North Korea has since complained about the lack of action by the United States, saying it already took disarmament steps, and returned American detainees and the remains of American war dead. The U.S. for its part suspended some of its military drills with South Korea, a concession to North Korea, which calls the exercises dress rehearsal for invasion.

Kim and Moon agreed at the first of their three summits in 2018 to settle an end-of-war declaration. Moon said last month it could ease mutual hostility between Washington and Pyongyang, and accelerate North Korea’s denuclearization.

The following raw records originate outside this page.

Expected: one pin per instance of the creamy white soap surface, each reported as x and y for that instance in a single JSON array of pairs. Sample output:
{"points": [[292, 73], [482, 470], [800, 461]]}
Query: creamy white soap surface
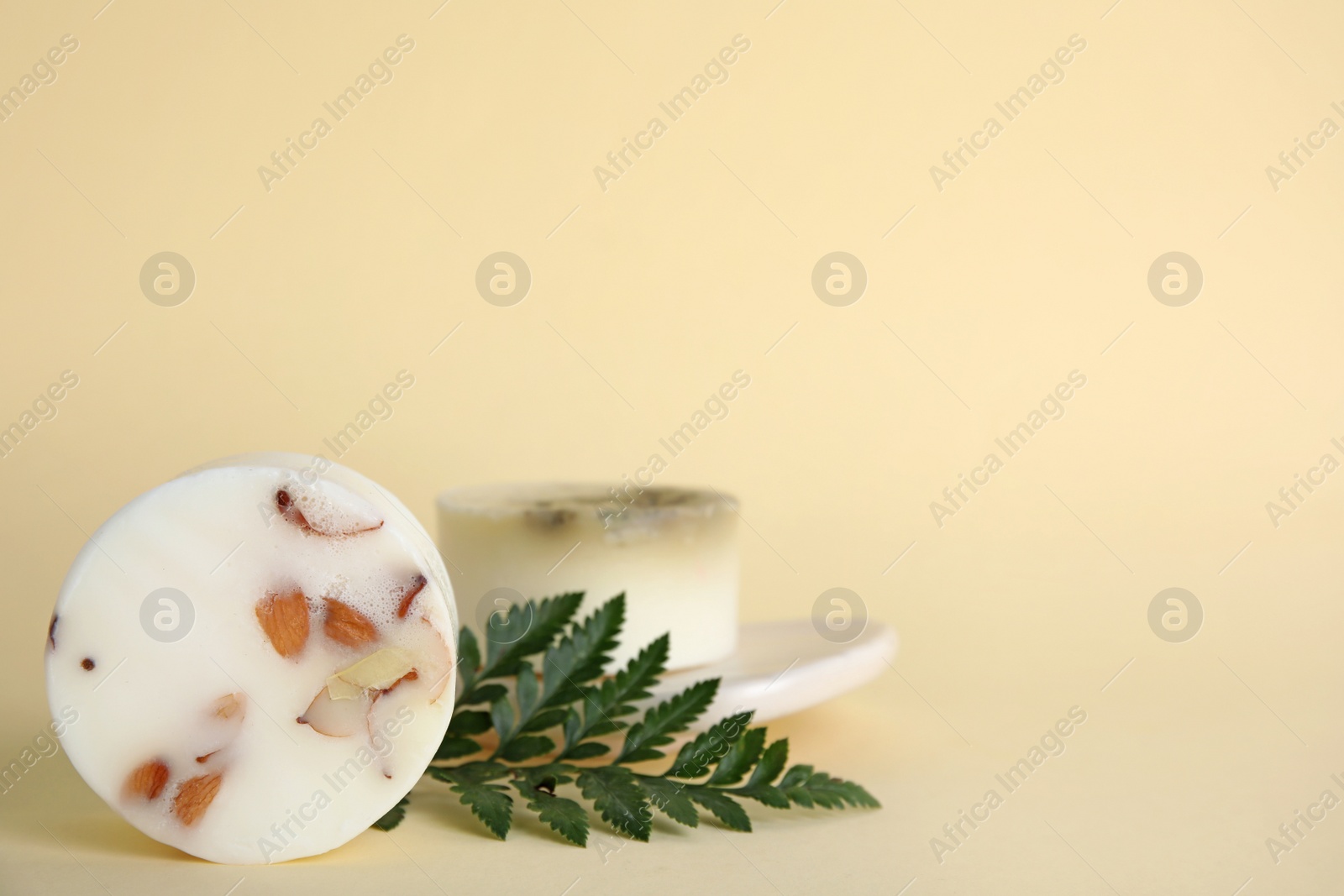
{"points": [[187, 718]]}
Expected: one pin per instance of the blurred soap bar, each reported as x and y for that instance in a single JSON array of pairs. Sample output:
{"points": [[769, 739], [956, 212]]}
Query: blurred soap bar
{"points": [[259, 658], [672, 551]]}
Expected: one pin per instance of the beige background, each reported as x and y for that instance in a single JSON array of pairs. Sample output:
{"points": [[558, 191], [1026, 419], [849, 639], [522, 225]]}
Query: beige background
{"points": [[1032, 264]]}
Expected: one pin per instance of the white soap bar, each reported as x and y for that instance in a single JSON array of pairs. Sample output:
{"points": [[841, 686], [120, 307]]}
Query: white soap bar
{"points": [[260, 654], [672, 551]]}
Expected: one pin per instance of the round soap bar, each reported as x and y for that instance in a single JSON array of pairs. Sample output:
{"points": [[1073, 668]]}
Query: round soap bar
{"points": [[672, 551], [259, 658]]}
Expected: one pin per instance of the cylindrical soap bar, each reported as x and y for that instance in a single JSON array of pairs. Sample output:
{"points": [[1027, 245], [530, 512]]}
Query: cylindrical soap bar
{"points": [[259, 658], [672, 551]]}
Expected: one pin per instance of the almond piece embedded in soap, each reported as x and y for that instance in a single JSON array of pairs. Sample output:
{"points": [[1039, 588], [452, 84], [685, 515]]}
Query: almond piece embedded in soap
{"points": [[215, 620], [148, 779], [195, 795], [347, 625], [284, 618]]}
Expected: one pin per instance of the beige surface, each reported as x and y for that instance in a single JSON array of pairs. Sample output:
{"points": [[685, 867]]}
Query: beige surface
{"points": [[694, 264]]}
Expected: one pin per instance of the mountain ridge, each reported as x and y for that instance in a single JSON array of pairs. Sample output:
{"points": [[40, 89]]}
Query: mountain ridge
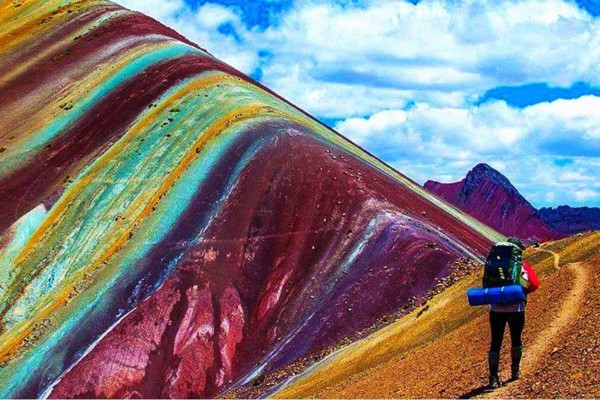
{"points": [[510, 212]]}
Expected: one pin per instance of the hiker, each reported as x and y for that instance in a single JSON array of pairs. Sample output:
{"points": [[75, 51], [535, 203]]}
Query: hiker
{"points": [[504, 266]]}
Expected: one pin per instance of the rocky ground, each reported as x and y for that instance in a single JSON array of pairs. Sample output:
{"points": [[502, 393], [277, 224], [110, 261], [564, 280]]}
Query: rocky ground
{"points": [[561, 340]]}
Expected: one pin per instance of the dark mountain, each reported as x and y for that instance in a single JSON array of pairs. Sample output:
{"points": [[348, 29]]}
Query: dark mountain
{"points": [[489, 196], [570, 220]]}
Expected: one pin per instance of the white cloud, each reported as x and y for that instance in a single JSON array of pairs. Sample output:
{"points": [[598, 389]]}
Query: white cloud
{"points": [[403, 78], [426, 142]]}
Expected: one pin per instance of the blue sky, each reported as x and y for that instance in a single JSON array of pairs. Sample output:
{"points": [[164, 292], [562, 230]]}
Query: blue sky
{"points": [[432, 87]]}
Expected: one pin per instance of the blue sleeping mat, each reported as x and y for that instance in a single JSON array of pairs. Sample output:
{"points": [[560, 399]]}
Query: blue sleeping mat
{"points": [[498, 295]]}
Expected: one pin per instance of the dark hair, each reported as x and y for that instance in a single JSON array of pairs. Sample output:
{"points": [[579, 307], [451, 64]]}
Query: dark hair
{"points": [[517, 242]]}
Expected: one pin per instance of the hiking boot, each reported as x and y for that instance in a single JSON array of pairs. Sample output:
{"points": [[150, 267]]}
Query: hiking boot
{"points": [[494, 382], [515, 373], [494, 364], [515, 354]]}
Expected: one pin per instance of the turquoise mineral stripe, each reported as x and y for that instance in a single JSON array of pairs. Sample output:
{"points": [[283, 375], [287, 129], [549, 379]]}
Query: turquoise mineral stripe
{"points": [[72, 246], [172, 51], [48, 355]]}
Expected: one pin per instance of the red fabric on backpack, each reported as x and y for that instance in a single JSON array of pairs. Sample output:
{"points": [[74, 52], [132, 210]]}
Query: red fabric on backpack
{"points": [[534, 281]]}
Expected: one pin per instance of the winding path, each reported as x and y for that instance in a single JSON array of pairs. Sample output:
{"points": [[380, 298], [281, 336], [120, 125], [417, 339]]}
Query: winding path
{"points": [[569, 309]]}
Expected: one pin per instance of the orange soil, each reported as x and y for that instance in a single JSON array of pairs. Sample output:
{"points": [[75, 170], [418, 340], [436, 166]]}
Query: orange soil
{"points": [[561, 356]]}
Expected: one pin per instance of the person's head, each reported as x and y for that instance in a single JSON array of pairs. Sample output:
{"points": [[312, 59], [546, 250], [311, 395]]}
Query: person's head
{"points": [[517, 242]]}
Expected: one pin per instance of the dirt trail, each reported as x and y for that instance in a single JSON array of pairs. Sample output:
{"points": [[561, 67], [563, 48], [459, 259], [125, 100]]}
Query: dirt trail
{"points": [[561, 343], [570, 308]]}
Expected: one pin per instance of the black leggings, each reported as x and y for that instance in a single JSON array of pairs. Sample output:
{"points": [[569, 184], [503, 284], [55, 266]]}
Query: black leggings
{"points": [[498, 320]]}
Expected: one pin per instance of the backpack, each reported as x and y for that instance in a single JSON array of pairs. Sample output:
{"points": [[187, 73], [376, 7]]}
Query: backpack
{"points": [[503, 265]]}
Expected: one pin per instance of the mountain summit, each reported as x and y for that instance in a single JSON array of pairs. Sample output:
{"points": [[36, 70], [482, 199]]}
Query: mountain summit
{"points": [[489, 196], [171, 228]]}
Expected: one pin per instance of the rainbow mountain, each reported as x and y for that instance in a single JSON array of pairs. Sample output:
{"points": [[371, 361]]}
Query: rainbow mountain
{"points": [[171, 228]]}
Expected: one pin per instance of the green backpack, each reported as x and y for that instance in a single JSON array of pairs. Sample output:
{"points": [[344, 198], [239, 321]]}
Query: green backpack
{"points": [[503, 265]]}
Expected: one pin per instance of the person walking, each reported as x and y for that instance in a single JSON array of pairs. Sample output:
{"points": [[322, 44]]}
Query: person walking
{"points": [[507, 260]]}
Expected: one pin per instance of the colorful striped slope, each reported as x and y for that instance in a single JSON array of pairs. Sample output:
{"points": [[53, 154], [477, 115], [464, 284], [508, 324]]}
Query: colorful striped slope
{"points": [[169, 228]]}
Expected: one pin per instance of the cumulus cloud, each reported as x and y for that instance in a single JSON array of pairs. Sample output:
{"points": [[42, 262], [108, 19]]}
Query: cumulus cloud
{"points": [[428, 142], [404, 80]]}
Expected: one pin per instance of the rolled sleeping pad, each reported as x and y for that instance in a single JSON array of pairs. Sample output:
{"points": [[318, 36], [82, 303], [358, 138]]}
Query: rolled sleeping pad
{"points": [[498, 295]]}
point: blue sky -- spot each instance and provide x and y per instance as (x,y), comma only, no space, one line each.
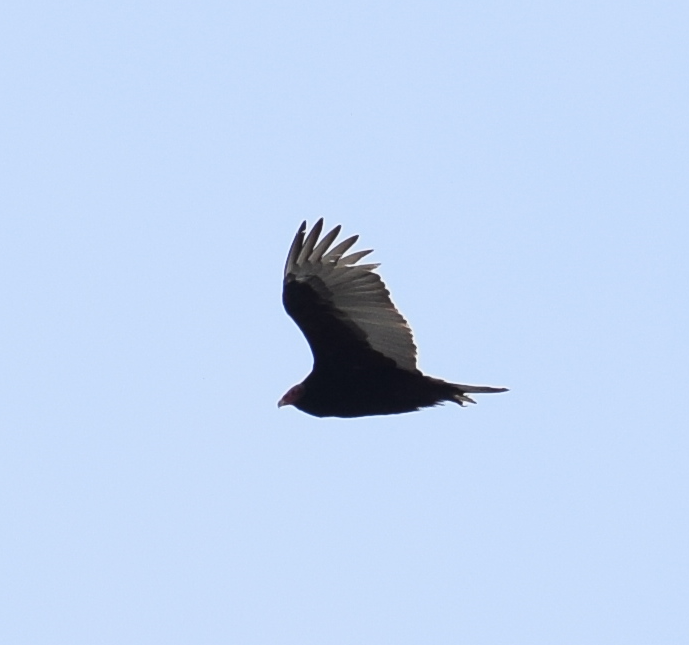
(520,170)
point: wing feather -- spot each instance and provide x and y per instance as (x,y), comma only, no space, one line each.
(343,308)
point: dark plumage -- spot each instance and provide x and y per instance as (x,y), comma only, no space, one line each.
(364,357)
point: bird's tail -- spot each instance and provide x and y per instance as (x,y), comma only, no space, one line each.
(460,392)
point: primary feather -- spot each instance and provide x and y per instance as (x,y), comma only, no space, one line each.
(363,350)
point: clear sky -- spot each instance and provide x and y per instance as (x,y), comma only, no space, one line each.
(521,170)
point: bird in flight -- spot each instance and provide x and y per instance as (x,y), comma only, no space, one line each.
(364,357)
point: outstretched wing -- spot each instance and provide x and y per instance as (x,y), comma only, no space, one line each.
(342,307)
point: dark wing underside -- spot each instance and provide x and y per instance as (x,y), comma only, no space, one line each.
(343,308)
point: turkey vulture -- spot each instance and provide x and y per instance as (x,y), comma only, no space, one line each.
(364,357)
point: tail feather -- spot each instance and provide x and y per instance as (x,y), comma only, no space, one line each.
(460,392)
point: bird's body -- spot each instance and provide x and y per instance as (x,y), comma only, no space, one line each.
(364,354)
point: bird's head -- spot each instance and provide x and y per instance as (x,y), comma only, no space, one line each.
(292,395)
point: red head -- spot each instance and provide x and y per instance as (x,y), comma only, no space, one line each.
(292,395)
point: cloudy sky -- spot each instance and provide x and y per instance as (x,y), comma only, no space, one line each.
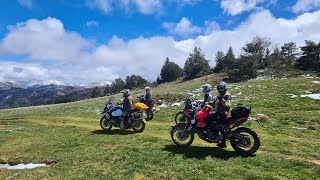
(85,41)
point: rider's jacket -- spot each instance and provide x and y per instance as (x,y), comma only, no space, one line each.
(223,103)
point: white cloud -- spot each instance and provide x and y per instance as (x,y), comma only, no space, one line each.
(21,72)
(74,59)
(306,5)
(26,3)
(184,28)
(92,23)
(44,40)
(211,26)
(143,6)
(235,7)
(146,7)
(104,5)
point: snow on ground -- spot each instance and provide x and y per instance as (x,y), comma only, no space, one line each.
(313,96)
(307,76)
(176,104)
(163,105)
(21,166)
(292,95)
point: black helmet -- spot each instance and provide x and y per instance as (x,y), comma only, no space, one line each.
(206,88)
(148,89)
(222,87)
(125,92)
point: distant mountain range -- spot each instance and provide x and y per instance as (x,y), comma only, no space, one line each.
(17,95)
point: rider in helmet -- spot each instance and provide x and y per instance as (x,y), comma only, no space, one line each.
(148,97)
(208,97)
(127,106)
(221,110)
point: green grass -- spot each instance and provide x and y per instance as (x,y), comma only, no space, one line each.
(69,134)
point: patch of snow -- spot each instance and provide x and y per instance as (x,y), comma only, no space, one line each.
(9,96)
(162,106)
(313,96)
(22,166)
(308,92)
(307,76)
(316,162)
(238,93)
(176,104)
(53,82)
(294,127)
(292,95)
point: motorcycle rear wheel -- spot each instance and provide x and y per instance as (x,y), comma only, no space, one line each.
(138,126)
(245,141)
(180,117)
(105,123)
(179,137)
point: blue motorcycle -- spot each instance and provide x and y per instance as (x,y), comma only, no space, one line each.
(113,117)
(150,109)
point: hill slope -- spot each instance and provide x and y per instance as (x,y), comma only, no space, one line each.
(69,134)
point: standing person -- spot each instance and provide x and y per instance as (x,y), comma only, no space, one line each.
(221,110)
(148,97)
(208,96)
(149,102)
(127,107)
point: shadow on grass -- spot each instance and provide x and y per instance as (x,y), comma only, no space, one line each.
(113,132)
(199,152)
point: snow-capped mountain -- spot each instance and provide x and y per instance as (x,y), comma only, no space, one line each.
(53,82)
(10,85)
(99,84)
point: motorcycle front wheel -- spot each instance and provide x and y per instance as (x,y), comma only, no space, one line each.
(180,117)
(105,123)
(245,141)
(180,137)
(138,125)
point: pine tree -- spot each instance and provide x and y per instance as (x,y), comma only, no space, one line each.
(310,59)
(196,65)
(290,52)
(96,92)
(170,71)
(219,62)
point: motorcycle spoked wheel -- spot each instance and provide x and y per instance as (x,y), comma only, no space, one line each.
(138,125)
(245,141)
(180,117)
(105,123)
(179,137)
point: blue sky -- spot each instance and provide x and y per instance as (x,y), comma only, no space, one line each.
(101,40)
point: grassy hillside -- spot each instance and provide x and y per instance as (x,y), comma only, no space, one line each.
(69,135)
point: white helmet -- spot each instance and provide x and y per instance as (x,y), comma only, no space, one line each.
(206,88)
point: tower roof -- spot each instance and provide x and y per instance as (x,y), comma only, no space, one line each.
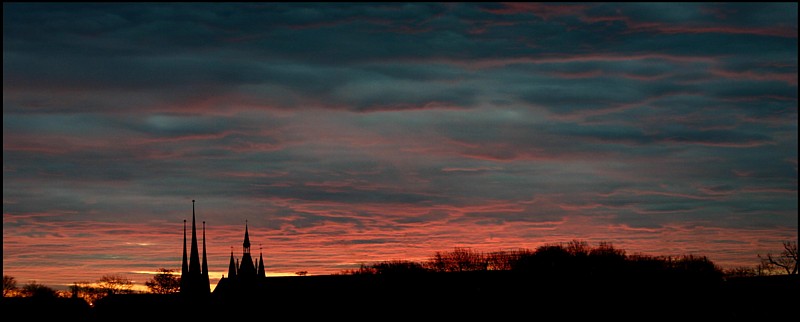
(246,243)
(194,257)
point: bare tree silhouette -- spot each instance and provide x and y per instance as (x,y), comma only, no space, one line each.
(115,284)
(786,260)
(165,282)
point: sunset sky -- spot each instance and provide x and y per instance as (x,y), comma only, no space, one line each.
(355,133)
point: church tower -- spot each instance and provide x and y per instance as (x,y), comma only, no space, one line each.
(194,281)
(246,277)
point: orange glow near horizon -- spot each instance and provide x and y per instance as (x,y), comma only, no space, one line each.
(145,247)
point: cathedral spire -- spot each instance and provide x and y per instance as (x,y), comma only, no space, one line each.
(185,264)
(246,244)
(194,257)
(206,284)
(261,272)
(232,267)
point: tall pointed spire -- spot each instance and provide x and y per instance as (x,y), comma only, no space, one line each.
(232,267)
(206,285)
(194,257)
(246,243)
(261,272)
(185,264)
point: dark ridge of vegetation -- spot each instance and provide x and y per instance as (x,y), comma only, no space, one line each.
(575,259)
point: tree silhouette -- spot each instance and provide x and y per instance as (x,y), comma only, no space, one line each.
(87,291)
(786,260)
(34,289)
(9,285)
(115,284)
(165,282)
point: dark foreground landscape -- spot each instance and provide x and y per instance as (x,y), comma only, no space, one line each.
(494,295)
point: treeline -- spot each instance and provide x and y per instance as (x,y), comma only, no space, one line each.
(572,259)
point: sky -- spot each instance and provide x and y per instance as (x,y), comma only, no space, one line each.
(345,134)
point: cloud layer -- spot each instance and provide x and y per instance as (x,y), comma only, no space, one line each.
(353,133)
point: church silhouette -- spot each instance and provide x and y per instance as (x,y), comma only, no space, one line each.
(244,278)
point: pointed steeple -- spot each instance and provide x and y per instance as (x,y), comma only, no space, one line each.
(232,267)
(185,264)
(194,257)
(246,244)
(206,284)
(261,272)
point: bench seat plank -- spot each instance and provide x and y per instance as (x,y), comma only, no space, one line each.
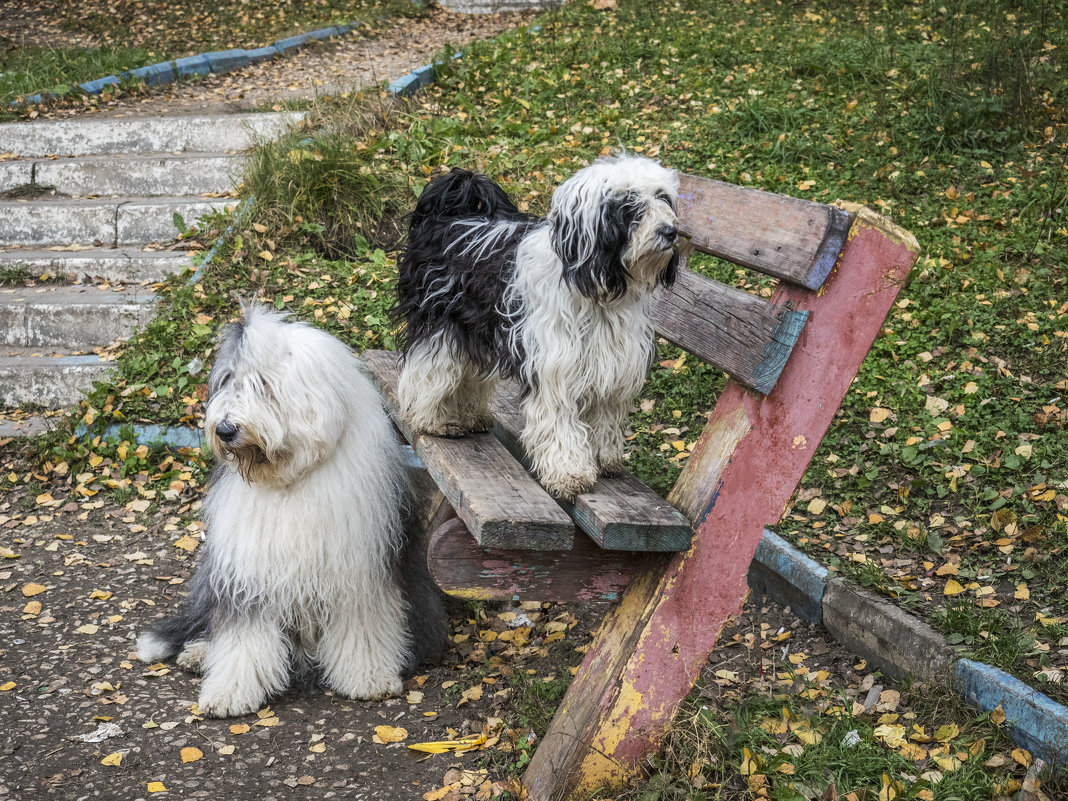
(498,500)
(741,333)
(619,513)
(466,569)
(797,240)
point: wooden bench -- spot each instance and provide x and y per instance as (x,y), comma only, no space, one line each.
(677,569)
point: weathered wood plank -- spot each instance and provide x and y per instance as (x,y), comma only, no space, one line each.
(619,513)
(466,569)
(498,500)
(738,332)
(794,239)
(654,643)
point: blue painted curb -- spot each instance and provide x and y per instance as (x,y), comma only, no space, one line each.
(210,63)
(417,79)
(154,435)
(1033,719)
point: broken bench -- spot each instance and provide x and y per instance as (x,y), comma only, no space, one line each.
(677,569)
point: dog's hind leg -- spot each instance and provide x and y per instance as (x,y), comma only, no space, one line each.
(606,420)
(247,662)
(363,647)
(471,401)
(558,443)
(429,389)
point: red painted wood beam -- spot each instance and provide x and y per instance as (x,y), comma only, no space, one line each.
(747,465)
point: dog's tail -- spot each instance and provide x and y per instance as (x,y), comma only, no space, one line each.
(460,194)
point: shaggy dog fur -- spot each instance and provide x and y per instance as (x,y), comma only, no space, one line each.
(305,569)
(562,304)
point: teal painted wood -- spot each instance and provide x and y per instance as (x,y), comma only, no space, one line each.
(744,335)
(785,575)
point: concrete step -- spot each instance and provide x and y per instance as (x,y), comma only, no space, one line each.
(50,378)
(109,222)
(143,176)
(141,135)
(71,316)
(115,265)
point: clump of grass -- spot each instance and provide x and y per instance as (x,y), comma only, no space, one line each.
(329,172)
(29,69)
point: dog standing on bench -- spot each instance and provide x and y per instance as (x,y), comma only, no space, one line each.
(307,571)
(562,304)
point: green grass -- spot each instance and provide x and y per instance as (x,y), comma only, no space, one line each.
(759,743)
(27,71)
(127,34)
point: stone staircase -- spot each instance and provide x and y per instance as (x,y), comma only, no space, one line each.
(92,202)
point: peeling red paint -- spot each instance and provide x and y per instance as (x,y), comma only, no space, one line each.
(750,487)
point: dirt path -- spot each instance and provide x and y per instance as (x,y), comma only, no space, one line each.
(350,62)
(89,577)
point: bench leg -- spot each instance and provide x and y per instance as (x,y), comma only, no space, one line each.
(750,458)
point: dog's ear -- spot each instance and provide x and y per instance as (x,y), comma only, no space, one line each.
(590,237)
(670,272)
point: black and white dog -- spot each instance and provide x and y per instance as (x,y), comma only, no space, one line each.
(561,303)
(307,570)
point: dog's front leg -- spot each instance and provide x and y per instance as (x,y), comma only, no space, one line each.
(247,662)
(364,645)
(606,420)
(558,444)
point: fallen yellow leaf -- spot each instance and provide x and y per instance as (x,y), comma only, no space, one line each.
(441,747)
(389,734)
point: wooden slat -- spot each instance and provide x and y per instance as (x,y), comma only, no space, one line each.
(498,500)
(466,569)
(619,513)
(655,642)
(794,239)
(745,335)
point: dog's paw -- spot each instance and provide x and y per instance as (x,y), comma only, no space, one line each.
(192,656)
(451,429)
(568,487)
(221,703)
(152,648)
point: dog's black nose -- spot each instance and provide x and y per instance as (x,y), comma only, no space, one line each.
(225,430)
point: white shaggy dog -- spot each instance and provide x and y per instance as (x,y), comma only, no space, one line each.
(562,304)
(305,546)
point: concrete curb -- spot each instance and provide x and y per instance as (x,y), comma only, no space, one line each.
(208,63)
(900,645)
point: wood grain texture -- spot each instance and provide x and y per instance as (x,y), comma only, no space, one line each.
(466,569)
(794,239)
(741,333)
(619,513)
(654,643)
(498,500)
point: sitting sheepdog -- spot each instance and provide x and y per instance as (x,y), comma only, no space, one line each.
(305,567)
(562,304)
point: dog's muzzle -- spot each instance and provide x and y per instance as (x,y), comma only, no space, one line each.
(226,432)
(669,234)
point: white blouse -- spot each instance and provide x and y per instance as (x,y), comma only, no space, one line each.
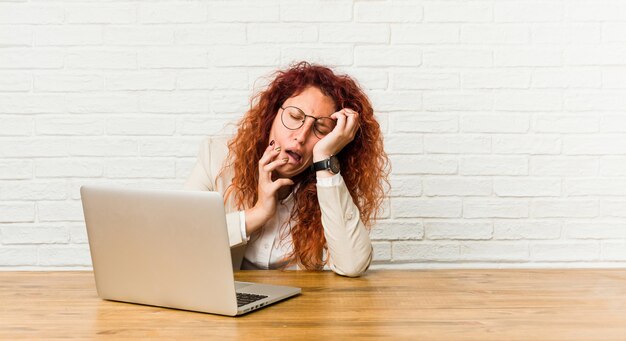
(266,248)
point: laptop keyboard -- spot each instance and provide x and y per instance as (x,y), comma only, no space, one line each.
(243,298)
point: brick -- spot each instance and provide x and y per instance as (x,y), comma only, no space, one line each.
(572,33)
(613,250)
(68,35)
(172,103)
(102,146)
(424,34)
(382,251)
(495,208)
(448,186)
(137,35)
(457,230)
(101,14)
(244,56)
(31,58)
(59,211)
(594,144)
(406,186)
(316,11)
(531,187)
(526,229)
(16,36)
(387,56)
(173,12)
(34,234)
(64,256)
(613,79)
(425,208)
(564,208)
(141,168)
(396,100)
(565,166)
(565,251)
(495,34)
(424,251)
(354,33)
(404,144)
(61,168)
(33,147)
(181,58)
(612,207)
(457,144)
(458,11)
(612,166)
(101,103)
(568,78)
(424,81)
(495,79)
(525,11)
(141,80)
(393,12)
(423,122)
(408,164)
(16,169)
(397,230)
(16,126)
(15,82)
(494,165)
(594,230)
(526,144)
(27,190)
(68,82)
(101,59)
(566,123)
(18,255)
(527,101)
(457,101)
(211,34)
(68,125)
(17,212)
(204,126)
(457,57)
(600,187)
(164,147)
(525,56)
(30,14)
(493,251)
(244,11)
(606,100)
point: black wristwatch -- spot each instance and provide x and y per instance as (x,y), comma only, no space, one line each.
(331,164)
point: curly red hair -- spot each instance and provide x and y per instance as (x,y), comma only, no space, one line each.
(364,163)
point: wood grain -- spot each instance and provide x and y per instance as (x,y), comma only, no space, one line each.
(417,304)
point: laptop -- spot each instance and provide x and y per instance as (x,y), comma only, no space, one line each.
(170,249)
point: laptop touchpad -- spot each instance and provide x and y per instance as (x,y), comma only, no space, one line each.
(240,285)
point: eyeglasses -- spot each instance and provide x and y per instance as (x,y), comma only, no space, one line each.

But some worry that a declaration ending the Korean War, which was stopped by an armistice and has yet to be replaced with a peace treaty, might provide North Korea with a stronger basis to call for the withdrawal of 28,500 U.S. troops in South Korea.

In his New Year’s address, Kim also said he was ready to resume operations at a jointly run factory park in the North Korean border town of Kaesong and restart South Korean tours to the North’s Diamond Mountain resort. Those are two of the now-dormant inter-Korean projects that supplied badly needed foreign currency for the impoverished North.

 

A Breakthrough

To make the Vietnam summit a blockbuster, Trump will likely need more than Yongbyon.

A bigger deal would see a detailed accounting of North Korea’s nuclear assets, and possibly shipping some North Korean nuclear bombs or long-range missiles out of the country for disabling.

That would be costly. North Korea would likely demand a drastic easing of sanctions and a resumption of exports of coal and other mineral resources.

A North Korean declaration of its nuclear program would provide invaluable information, if verified by U.S. intelligence, to Washington and others. It would offer looks at hidden nuclear fuel facilities and missile deployments, which is why Pyongyang has been reluctant to provide it.

According to South Korean and other assessments, Yongbyon alone is estimated to have 50 kilograms (110 pounds) of weaponized plutonium, enough for six to 10 bombs, and a highly enriched uranium inventory of 250 to 500 kilograms (550 to 1,100 pounds), sufficient for 25 to 30 nuclear devices.

Undisclosed uranium enrichment facilities would up the stockpile.

Because of the difficulty involved, Trump may want to focus on the North’s long-range missiles, which could, when perfected, pose a direct threat to the U.S. mainland. But such a partial deal would rattle many in South Korea and Japan, which are well within striking distance of North Korea’s short- and medium-range missiles.

If lower level officials can’t lay the ground for a bigger deal ahead of the summit, the Kim-Trump meeting could be cancelled, said Lim Eul Chul, a professor at South Korea’s Kyungnam University who has advised the Moon government on North Korea-related policies.